# How do YOU eat a napoleon?



## Bolledeig (May 23, 2012)

Ok, what's the trick?
I've tried:
-Fork and knife
-Spoon
-Taking the top lid off and continuing with a spoon.
-Hands and mouth, like a sandwich!
-Turning it on the side and using a spoon.

Doesn't really work too well...

What do YOU do?


----------



## Harry Cobean (May 23, 2012)

Bolledeig said:


> Ok, what's the trick?
> I've tried:
> -Fork and knife
> -Spoon
> ...


we arrange to meet him at waterloo then.......oh,not THAT napolean
can't help you bolle,don't know what a napolean is,what is it?


----------



## CharlieD (May 23, 2012)

Harry Cobean said:


> we arrange to meet him at waterloo then.......oh,not THAT napolean
> can't help you bolle,don't know what a napolean is,what is it?


 
Harry it is an awesome desert.
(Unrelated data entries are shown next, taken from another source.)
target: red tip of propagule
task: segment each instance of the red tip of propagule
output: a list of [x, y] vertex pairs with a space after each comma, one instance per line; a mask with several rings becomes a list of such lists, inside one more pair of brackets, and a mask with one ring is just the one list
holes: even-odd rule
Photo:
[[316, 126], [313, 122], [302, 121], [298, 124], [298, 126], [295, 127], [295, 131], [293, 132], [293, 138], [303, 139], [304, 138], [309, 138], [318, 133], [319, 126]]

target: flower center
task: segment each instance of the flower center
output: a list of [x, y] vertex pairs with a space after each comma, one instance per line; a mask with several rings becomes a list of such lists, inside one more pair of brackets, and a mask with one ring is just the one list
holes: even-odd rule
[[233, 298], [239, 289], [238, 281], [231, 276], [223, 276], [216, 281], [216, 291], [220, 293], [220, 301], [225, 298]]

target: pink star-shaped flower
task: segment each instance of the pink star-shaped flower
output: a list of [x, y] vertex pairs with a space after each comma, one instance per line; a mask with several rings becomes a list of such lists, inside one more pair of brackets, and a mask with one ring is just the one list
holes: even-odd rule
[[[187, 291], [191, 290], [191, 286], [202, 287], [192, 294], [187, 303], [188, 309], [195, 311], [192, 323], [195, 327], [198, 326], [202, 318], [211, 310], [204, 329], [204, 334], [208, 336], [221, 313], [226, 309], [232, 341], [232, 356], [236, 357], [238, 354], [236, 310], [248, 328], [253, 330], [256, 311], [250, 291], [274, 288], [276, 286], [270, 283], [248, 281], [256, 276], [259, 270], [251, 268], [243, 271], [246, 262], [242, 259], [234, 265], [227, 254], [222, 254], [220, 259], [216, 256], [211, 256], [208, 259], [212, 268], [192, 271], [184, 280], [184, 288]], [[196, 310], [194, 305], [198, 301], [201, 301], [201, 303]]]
Look in my Ukranian thread for it.

And no there is no good way to eat it. As you can see by my avatar, which clooks very much like my self, the crubs are always all over my bird.


----------



## CharlieD (May 23, 2012)

Harry, here is the link: http://www.discusscooking.com/forums/f21/charlie-ds-ukrainian-recipes-13160-3.html#post1041244

Just in case look for the post #111


----------



## Bolledeig (May 23, 2012)

Whoa! How is it possible not to have even heard about this wonderful french cake/dessert?
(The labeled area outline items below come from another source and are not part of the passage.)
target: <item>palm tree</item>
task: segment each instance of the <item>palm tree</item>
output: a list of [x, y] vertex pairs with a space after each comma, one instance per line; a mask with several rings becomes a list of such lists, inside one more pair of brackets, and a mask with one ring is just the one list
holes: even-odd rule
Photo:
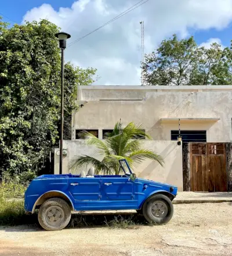
[[121, 168], [118, 160], [126, 159], [130, 167], [137, 167], [143, 160], [151, 159], [157, 161], [162, 166], [164, 165], [162, 157], [155, 152], [142, 147], [141, 136], [151, 139], [151, 136], [145, 132], [143, 125], [136, 125], [130, 122], [122, 128], [121, 122], [116, 123], [112, 132], [106, 135], [106, 139], [100, 140], [92, 134], [84, 131], [82, 136], [87, 139], [88, 145], [94, 145], [97, 149], [97, 154], [103, 157], [102, 161], [96, 158], [94, 153], [92, 156], [84, 154], [77, 156], [71, 160], [70, 170], [77, 170], [88, 165], [93, 166], [96, 173], [118, 175]]

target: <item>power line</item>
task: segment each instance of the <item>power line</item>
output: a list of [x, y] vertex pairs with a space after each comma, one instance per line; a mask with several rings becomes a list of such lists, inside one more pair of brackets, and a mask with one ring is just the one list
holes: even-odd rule
[[144, 62], [144, 22], [142, 21], [140, 23], [141, 24], [141, 63], [142, 66], [141, 68], [141, 85], [144, 85], [143, 64]]
[[144, 3], [146, 3], [148, 1], [150, 1], [150, 0], [146, 0], [145, 2], [144, 2], [144, 0], [141, 0], [140, 1], [138, 2], [135, 5], [133, 5], [130, 8], [129, 8], [128, 9], [126, 9], [126, 10], [125, 10], [124, 12], [122, 12], [119, 15], [118, 15], [117, 16], [114, 17], [114, 18], [113, 18], [111, 20], [109, 20], [106, 23], [104, 23], [104, 24], [103, 24], [103, 25], [101, 26], [100, 27], [99, 27], [96, 30], [93, 30], [92, 31], [91, 31], [89, 33], [86, 34], [85, 35], [84, 35], [83, 37], [80, 37], [79, 38], [77, 39], [77, 40], [72, 42], [69, 45], [69, 46], [68, 47], [72, 46], [74, 44], [79, 42], [79, 41], [82, 40], [82, 39], [85, 38], [85, 37], [88, 37], [88, 35], [90, 35], [91, 34], [93, 33], [94, 32], [96, 32], [96, 31], [100, 30], [100, 28], [103, 28], [103, 27], [105, 27], [106, 26], [108, 25], [108, 24], [111, 23], [111, 22], [113, 22], [115, 20], [117, 20], [118, 19], [121, 18], [121, 17], [124, 16], [124, 15], [126, 15], [126, 14], [129, 13], [129, 12], [132, 12], [132, 10], [135, 10], [135, 9], [136, 9], [138, 7], [140, 6], [141, 5], [144, 5]]
[[3, 17], [5, 17], [6, 19], [8, 19], [8, 20], [10, 20], [11, 21], [13, 22], [14, 23], [17, 23], [17, 22], [15, 21], [14, 20], [12, 20], [11, 19], [10, 19], [9, 17], [8, 17], [6, 15], [4, 15], [3, 13], [0, 13], [0, 15], [3, 16]]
It's just puff pastry crusts filled with a very rich and creamy pastry cream flavored with lots of vanilla and rum. Not too sweet.

My husband never knew of this dessert either until I made it for him, and now it's on his top three list!


----------



## Andy M. (May 23, 2012)

It looks like this and a good one is out of this world.  It is quite difficult to eat delicately.  I recommend the following:

Place the napoleon in the center of a round or square plate.  Place a napkin next to it.  Pour a glass of milk.  Pick up the milk, plate and napkin and move to a private space where you are alone.  Pick up the napoleon in one hand and take a bite.  Wash down with milk.  Repeat as needed.


----------



## Harry Cobean (May 23, 2012)

CharlieD said:


> Harry it is an awesome desert. Look in my Ukranian thread for it.
> 
> And no there is no good way to eat it. As you can see by my avatar, which clooks very much like my self, the crubs are always all over my bird.


ahh hahhh,you have the look of a salty sea dog about you capt'n!!
over this side of the pond we call an attractive lady a bird(see my signature!)
so lets recap,a cream cake & an attractive lady....where did you say i could buy a napolean.........


----------



## Bolledeig (May 23, 2012)

Andy M. said:


> It looks like this and a good one is out of this world.  It is quite difficult to eat delicately.  I recommend the following:
> 
> Place the napoleon in the center of a round or square plate.  Place a napkin next to it.  Pour a glass of milk.  Pick up the milk, plate and napkin and move to a private space where you are alone.  Pick up the napoleon in one hand and take a bite.  Wash down with milk.  Repeat as needed.



Hahaha! 
But I'll have to arrest you on the milk. Black coffee is the only legal thing to have with a napoleon


----------



## Harry Cobean (May 23, 2012)

CharlieD said:


> Harry, here is the link: http://www.discusscooking.com/forums/f21/charlie-ds-ukrainian-recipes-13160-3.html#post1041244
> 
> Just in case look for the post #111





Bolledeig said:


> Whoa! How is it possible not to have even heard about this wonderful french cake/dessert?
> 
> It's just puff pastry crusts filled with a very rich and creamy pastry cream flavored with lots of vanilla and rum. Not too sweet.
> 
> My husband never knew of this dessert either until I made it for him, and now it's on his top three list!





Andy M. said:


> It looks like this and a good one is out of this world.  It is quite difficult to eat delicately.  I recommend the following:
> 
> Place the napoleon in the center of a round or square plate.  Place a napkin next to it.  Pour a glass of milk.  Pick up the milk, plate and napkin and move to a private space where you are alone.  Pick up the napoleon in one hand and take a bite.  Wash down with milk.  Repeat as needed.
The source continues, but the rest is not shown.